Week 9: On Painting with Output Devices

This week I added an audio output path to my custom XIAO ESP32-S3 board: a tiny class-D amplifier driving an 8 Ω speaker. The focus was on hardware design—schematic edits, routing, power integrity, and fabrication—so I can program it next.

Week 9 icon showing headphones and speaker
Week 9 system: audio amp + speaker + circular board.

Assignment

Add an output device to a microcontroller board you designed, and program it to do something.

I implemented the hardware path first (MCU → amplifier → speaker). Firmware comes next.

Starting Point: Week 6 Board

I reused the circular ESP32-S3 board from Week 6. It already had: stable power, XIAO footprint, and generous routing space.

Circular PCB test layout
The baseline board layout inherited from Week 6.

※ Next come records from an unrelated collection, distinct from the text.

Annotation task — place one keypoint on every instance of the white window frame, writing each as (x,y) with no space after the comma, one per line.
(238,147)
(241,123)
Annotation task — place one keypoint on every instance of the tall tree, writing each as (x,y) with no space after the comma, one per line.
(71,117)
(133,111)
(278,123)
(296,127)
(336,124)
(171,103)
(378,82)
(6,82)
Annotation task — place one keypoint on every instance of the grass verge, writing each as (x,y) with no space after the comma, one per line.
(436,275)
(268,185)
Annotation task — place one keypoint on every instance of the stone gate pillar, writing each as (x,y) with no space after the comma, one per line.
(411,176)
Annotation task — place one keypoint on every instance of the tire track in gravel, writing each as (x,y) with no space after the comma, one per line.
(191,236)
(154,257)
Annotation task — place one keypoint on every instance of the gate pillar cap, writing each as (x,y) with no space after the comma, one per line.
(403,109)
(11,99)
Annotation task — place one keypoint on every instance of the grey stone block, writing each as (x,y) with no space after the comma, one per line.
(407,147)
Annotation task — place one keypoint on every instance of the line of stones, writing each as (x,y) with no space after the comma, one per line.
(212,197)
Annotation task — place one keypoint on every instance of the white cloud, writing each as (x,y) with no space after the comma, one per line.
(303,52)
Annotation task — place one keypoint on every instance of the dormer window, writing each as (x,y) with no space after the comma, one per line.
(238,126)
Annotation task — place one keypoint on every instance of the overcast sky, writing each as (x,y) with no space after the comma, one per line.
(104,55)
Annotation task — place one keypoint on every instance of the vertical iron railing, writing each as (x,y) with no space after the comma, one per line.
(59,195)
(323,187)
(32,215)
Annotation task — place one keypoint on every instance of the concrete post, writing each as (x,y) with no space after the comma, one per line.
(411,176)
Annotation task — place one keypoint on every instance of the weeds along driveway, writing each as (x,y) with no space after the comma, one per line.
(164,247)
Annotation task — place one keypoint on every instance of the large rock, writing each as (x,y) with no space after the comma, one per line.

Choosing the Amplifier & Speaker

Board shape for amplifier and speaker pads
Early layout where I made room for the amp and speaker pads.

Schematic Changes

  1. Added an amplifier symbol (IN, VIN, GND, OUT+, OUT−).
  2. Connected an ESP32 PWM/DAC pin → IN.
  3. Added 1 µF and 0.1 µF decoupling capacitors near VIN.
  4. Added large THT pads for the speaker wires.
KiCad routing view
Tracing the audio path from the XIAO to the amplifier input.

Footprints & Mechanics

Footprint alignment screenshot
Header geometry and footprint alignment check.

Routing & Power Integrity

Traces top layer rendering
Final top-layer routing: audio trace short and isolated.

Speaker Integration

The class-D amplifier outputs a differential pair. I routed SPK+ and SPK− to large through-hole pads and left room for strain-relief heatshrink.

Speaker routing area
Speaker pad area with stout traces from OUT+ / OUT−.

Downloadable PNGs for Mods

These are the fabrication PNGs I exported at high DPI for Mods:

Fabrication Files

The final board was exported as Gerbers and drills for manufacturing.

Gerber outline view
Gerber outline preview used for milling.

Assembly & Bring-Up

  1. Soldered headers & amplifier.
  2. Attached speaker wires with strain-relief.
  3. Continuity-tested all nets.
  4. Powered via USB and verified amplifier current draw.